In terms of regional instability, Emirates is unable to fly to Doha, Qatar, due to an unjust blockade led by Saudi Arabia and the UAE. While the effects of the blockade are felt across the Gulf, it’s also impacted Emirates. Emirates has lost a significant amount of local passenger traffic, and it has also felt the reduction of passengers that would originate in Doha, but fly Emirates — for example, between Doha-Dubai-Bangkok. Qatar Airways, who lost its two biggest local markets, triggered a vast global expansion and compensated for the lost destinations.

In Dubai, Emirates airline is not alone with its decline in financials. Just recently, the government confirmed that the expansion of Dubai’s Al Maktoum International Airport has been suspended. Furthermore, residential property prices have dropped by more than 15% since late 2014 and are still falling. Dubai’s stock market is also down 20% this year — the worst performance in the region.

To make matters worse, this year, major airlines have announced their exit from Dubai, citing economic reasoning. Australia’s flag carrier, Qantas have axed Dubai, replacing the UAE stopover with Singapore. Qantas said Singapore is a ‘more preferred passenger option’.

In the UK, British airline Virgin Atlantic announced the axe of its London Heathrow-Dubai route. Virgin Atlantic said “due to external factors, Dubai is no longer economically viable” — and the airline will withdraw from the UAE in March 2019.

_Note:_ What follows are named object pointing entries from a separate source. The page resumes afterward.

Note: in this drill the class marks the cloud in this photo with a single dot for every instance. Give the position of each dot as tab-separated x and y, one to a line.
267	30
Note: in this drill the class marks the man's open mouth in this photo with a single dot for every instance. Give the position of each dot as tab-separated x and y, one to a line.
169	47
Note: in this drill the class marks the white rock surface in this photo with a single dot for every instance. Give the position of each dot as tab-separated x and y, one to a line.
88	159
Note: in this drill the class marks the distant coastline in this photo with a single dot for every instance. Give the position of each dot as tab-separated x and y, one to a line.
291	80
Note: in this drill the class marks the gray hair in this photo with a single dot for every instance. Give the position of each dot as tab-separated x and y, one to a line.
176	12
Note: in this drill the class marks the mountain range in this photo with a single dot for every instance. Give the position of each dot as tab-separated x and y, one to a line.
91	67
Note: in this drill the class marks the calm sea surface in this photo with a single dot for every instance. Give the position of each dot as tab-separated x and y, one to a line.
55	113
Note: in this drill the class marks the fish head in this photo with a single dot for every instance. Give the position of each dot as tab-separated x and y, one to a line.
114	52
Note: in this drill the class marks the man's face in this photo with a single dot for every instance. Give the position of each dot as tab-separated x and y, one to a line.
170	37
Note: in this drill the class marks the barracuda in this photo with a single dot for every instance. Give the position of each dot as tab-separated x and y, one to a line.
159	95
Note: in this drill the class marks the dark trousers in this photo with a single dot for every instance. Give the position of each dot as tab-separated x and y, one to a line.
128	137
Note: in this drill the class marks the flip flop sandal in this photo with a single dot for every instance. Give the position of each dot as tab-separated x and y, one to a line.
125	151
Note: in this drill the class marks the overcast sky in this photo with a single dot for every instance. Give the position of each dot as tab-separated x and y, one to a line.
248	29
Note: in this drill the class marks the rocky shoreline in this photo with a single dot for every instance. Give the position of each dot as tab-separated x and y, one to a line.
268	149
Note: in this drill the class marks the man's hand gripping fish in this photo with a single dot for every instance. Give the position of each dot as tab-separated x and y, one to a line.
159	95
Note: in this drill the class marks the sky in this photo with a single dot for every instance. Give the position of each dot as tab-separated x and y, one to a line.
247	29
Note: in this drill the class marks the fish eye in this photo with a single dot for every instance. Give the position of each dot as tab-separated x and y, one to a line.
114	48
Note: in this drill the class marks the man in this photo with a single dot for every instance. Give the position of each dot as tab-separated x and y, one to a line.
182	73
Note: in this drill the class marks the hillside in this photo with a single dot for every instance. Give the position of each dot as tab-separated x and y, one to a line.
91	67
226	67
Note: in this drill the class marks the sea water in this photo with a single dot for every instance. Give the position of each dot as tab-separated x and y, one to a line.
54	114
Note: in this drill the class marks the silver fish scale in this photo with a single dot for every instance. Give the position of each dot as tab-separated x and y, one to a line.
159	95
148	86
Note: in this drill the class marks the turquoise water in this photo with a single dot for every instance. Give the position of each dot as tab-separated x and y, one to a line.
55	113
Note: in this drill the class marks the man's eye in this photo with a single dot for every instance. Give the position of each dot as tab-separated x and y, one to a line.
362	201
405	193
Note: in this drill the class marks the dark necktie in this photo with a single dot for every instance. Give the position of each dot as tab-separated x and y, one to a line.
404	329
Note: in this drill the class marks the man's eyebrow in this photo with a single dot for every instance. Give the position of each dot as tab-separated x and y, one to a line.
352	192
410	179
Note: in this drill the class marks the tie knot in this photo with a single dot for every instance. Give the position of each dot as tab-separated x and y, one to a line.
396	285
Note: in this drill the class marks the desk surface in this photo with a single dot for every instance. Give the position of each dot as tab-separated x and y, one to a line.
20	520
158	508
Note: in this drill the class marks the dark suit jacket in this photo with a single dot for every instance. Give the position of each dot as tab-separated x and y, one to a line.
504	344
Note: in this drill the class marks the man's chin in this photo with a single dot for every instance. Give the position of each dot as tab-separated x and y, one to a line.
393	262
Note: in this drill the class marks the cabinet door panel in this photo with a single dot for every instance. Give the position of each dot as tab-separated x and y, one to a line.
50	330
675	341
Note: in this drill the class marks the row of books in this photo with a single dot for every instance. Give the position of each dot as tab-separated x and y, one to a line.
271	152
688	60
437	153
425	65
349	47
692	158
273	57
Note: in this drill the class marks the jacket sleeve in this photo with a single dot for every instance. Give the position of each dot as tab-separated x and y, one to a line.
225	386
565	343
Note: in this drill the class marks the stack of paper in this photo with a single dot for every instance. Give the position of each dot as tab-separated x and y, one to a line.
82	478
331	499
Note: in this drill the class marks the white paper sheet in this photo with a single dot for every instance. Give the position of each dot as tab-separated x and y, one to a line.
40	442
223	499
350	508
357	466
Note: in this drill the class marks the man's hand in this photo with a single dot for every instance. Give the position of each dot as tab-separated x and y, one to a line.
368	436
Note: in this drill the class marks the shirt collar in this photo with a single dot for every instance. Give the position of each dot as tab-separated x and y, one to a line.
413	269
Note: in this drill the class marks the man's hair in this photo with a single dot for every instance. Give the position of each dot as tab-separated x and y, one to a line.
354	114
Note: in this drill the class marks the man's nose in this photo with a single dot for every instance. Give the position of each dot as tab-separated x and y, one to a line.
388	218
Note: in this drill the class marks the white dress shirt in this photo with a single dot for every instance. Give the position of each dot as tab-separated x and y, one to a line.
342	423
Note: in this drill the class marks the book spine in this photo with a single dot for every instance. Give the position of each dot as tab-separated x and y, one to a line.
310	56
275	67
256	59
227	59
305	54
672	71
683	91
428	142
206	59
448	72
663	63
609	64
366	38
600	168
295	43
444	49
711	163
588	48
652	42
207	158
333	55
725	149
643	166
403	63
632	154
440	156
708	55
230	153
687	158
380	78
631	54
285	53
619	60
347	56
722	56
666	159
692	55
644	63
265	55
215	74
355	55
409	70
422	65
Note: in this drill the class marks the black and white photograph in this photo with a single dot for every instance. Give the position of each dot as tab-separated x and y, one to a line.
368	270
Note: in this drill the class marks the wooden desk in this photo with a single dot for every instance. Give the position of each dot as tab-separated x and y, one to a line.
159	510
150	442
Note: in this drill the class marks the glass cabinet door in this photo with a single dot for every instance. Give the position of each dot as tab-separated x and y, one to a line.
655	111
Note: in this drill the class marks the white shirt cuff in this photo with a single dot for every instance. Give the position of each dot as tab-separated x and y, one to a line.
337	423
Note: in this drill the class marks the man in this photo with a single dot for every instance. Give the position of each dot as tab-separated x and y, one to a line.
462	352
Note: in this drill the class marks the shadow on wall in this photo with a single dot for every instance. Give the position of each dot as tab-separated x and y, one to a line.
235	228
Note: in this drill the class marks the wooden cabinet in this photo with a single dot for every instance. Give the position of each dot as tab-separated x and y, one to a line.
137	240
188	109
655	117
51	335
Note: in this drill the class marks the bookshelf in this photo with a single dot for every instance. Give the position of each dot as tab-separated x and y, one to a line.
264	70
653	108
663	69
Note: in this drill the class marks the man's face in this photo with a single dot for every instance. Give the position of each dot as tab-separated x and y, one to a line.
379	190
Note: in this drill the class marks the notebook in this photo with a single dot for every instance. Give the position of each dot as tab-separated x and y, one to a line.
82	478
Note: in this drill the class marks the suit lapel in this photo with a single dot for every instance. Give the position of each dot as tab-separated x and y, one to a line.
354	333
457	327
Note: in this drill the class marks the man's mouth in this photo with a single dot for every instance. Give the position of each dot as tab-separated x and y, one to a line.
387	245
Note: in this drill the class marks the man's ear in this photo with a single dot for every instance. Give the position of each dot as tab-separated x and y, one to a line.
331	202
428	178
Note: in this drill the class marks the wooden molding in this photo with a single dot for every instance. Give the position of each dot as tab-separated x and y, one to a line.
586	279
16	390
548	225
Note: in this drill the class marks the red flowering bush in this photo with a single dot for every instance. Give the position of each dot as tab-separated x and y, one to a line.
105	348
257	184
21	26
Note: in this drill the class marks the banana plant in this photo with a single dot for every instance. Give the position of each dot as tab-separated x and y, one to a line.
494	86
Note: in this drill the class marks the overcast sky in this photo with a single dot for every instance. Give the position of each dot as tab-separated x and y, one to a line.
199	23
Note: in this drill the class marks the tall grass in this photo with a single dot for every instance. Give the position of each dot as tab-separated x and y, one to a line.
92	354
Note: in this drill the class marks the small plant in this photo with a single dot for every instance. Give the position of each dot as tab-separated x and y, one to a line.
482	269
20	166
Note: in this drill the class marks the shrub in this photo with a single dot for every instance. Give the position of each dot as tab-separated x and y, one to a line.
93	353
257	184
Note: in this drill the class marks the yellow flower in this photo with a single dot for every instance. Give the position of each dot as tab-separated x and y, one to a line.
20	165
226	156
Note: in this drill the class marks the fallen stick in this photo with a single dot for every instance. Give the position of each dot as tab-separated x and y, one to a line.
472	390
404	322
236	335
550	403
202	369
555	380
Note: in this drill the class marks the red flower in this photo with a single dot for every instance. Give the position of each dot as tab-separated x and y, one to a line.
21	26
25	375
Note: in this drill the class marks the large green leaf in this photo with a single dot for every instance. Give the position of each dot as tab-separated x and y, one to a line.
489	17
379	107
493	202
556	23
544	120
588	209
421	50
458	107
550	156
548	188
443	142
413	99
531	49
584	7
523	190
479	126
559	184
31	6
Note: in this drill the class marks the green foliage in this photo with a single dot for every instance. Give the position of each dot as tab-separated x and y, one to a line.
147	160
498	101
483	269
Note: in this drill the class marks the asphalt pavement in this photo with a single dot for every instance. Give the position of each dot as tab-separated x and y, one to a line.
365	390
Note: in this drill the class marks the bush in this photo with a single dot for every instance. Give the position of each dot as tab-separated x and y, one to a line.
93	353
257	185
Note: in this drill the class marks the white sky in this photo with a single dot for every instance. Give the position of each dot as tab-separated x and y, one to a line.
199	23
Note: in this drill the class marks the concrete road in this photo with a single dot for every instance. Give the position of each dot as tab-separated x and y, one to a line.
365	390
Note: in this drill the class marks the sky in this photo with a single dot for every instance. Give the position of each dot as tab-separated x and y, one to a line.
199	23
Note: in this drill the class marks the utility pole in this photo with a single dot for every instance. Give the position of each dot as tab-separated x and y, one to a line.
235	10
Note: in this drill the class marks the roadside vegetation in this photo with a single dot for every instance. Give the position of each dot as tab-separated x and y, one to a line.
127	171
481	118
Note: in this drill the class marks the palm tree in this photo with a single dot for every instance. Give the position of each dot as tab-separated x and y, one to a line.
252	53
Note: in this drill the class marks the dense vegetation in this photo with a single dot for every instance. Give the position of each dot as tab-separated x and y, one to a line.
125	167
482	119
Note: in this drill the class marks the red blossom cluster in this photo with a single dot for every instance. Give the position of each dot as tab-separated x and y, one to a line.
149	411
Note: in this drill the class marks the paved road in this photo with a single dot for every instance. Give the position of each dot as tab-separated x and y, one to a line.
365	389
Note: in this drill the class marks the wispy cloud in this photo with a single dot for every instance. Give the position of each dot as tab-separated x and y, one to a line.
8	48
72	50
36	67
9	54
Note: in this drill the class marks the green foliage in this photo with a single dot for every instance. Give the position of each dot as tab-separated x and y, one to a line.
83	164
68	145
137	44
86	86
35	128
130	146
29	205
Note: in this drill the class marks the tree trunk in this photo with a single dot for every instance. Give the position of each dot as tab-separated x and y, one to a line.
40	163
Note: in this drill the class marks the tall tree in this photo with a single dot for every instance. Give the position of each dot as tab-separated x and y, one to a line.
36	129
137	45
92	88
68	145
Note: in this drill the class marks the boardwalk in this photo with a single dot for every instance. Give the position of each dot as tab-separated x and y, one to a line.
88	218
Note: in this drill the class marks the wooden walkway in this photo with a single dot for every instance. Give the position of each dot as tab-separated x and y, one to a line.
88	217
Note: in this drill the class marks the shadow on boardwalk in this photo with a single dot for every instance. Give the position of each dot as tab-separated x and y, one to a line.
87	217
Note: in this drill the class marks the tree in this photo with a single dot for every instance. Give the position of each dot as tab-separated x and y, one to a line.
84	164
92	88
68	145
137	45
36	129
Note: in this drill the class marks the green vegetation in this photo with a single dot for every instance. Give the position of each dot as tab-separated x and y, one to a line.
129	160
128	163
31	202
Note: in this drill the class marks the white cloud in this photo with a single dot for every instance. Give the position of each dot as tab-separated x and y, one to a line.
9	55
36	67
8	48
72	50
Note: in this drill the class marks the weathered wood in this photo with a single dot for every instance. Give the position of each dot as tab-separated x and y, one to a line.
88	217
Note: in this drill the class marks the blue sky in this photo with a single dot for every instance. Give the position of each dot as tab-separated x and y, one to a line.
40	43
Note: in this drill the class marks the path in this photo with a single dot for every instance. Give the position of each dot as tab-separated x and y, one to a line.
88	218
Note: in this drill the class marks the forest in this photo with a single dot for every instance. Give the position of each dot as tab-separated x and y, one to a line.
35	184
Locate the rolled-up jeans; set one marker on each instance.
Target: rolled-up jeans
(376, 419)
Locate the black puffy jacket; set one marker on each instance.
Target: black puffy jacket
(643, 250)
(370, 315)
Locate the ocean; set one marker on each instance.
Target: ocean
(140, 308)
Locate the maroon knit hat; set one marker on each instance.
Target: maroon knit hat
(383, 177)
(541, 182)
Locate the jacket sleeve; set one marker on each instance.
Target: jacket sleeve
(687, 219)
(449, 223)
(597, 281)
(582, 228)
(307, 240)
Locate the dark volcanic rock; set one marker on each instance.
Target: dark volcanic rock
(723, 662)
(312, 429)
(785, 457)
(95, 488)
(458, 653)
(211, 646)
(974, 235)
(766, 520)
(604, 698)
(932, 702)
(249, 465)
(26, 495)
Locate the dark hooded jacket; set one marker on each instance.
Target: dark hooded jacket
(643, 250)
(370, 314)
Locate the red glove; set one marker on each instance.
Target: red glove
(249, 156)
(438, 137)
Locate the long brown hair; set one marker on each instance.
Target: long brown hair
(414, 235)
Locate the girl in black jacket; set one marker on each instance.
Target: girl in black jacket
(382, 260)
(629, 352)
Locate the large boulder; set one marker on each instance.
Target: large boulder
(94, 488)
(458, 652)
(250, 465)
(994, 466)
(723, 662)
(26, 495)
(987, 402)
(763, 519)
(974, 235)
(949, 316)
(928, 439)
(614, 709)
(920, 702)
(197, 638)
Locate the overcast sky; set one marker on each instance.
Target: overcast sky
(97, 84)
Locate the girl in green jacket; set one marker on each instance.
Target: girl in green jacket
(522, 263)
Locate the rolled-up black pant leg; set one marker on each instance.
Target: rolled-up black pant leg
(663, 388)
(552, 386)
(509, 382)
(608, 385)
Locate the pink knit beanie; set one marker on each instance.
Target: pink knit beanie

In addition, Royal Brunei has formally axed its Dubai stopover as part of its London Heathrow-Dubai-Brunei route, with the airline saying they’re killing the Dubai stopover due to ‘a change in demand’.

Even with airline cargo operations performing solidly worldwide, cargo volumes for Emirates have declined this year — unlike nearly all other major airline carriers, which have seen promising growth in their cargo divisions throughout 2018.

Several major airlines have exited the Dubai market in response to a weakening economic outlook, and a fall in passenger demand. With Emirates storing A380s and 777s in the desert this year, a fall in profits was expected — but 86% is an unexpectedly sharp drop, and the UAE carrier has already warned that the next six months will be financially difficult for the airline.